DPF: For "a picture of whom", the wh-marker is pumped up the levels. Wh-marker can come from either head or specifier.

EMB: REL is used for signalling relative pronouns, but Chinese is not using that. In English we treat QUE as non-local because it can come from other places than head, to carry up different aspects of the same phenomena. Like "The guy whose (brother's) book I read ..."

FZZ: In Chinese, it would be "the guy, I read his (brother's) book ..."

GCS: This topicalization is also used in Thai. Is the name of feature tied too closely to the phenomenon?

DPF: No. QUE should be used when you have non-local question in your language.

FCB: Not all languages need three non-local features. Now we particularly want to ask two questions.

1.Why is the amalgamation of information done by lexical items.

2. In Chinese, we found that more than one slashed values need to be kept. This leads to two sub questions: 2.1 How to count 'one or more' for SLASH list.

DPF: It's already hard to get 0-1-list to work, not wanting to try others.

FCB: Can we ask for append, or length of list, instead of struggling with diff-list.

DPF: You can, but we need to make sure ACE, PET, and the rest of the toools all can do the same, but the developers for these tools are very busy people. And, are you ready to accept the price of efficiency, like a fator of three?

GCS: It's going to require a lot of theoretical consideration.

DPF: We are not using unification engine, it's procedural. Append has been requested since 1994. Diff-list is hard to teach and hard to maintain.

EMB: We want to check the length of the list.

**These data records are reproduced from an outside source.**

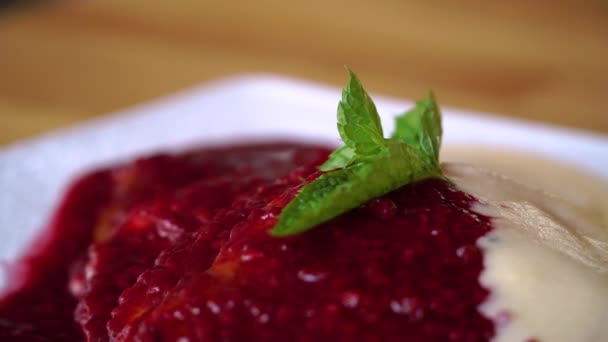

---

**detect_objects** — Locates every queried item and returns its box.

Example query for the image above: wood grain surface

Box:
[0,0,608,144]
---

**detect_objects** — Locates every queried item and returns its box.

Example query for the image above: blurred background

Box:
[0,0,608,146]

GCS: It would be worthwhile to have a deep investigation of the machinery required to achieve that.

(FZZ described the attempt to create 1-plus-list and the different results encountered when the order of the two diff-lists are switched. She called that puzzling. )

DPF: It's not puzzling. It's a fact with diff-list. It is probably necessary to make a change to the machinery, to extend LIST to have APPEND, so diff-list can be dismissed. But this is possibly less efficient.

GCS: It's going to change the way we think about our formalism.

DPF: It's doable, but with unknown cost, and probably a non-trivial change (to the existing grammars). Or we have a way to count how many elements are on the list.

EMB: It's easy with list using first and rest, but not with diff-list. It's a shared problem, so if one engine can solve it first...

GCS: It's a theoretical problem, not implementational.

EMB: Laurie's coordination work also requires that, for languages with a need to differentiate NUMBER between duo and plural (more than 2). As a summary: there is no easy solution, just engineering solution.

GCS: There's an integer tdl feature which could be extended.

FZZ: Question 2.2 is can we redefine SLASH to allow more than one slashed values?

DPF: Yes, you can.

FCB: Another question, why do the rules extracting comp and subj have different ways of setting the SLASH value?

DPF: The way used in the extracted-comp rule is the correct way. In defining an empty dlist, using 0-dlist is not enough, you must say its LIST is <>.

As a summary, we should change extracted-subj in matrix.tdl, and use ERG to test whether it affects other things. The symmetry should be resolved to the complement one, but assigned in the fashion of subj, so it can allow more than one item in SLASH (redefine it to be diff-list).

FCB: now the question of why using lexical almalgation.

DPF: Verbs are observed with gap, but adjectives usually are not, except "easy"-like ones. E.g. "The teacher is easy to please." Adjs like "easy" can have a gap. So lexical entry can control that. Otherwise you'll need two head-comp rules, one for non-gap, one for gap.

EMB: Stop-gap is described in textbook, but not used in implementation.

DPF: It's not implementable.

EMB: Can we simplify Matrix to two versions: 1. slash list is one, using lexical almalgation, and 2. slash list larger than one, using phrasal almalgation. Currently it is filling the one and only gap crosslingually.

DPF: There's not enough intuition to have a conclusion.

FCB: We had trouble finding all the places in the grammar rules to close off non-local values.

DPF: We could ask developers to add a well-formedness test.

EMB: Do you want the same type of checking on RELS, which is also a diff-list.

DPF: That can be done in configuration by grammar engineers, to say which ones need to be checked.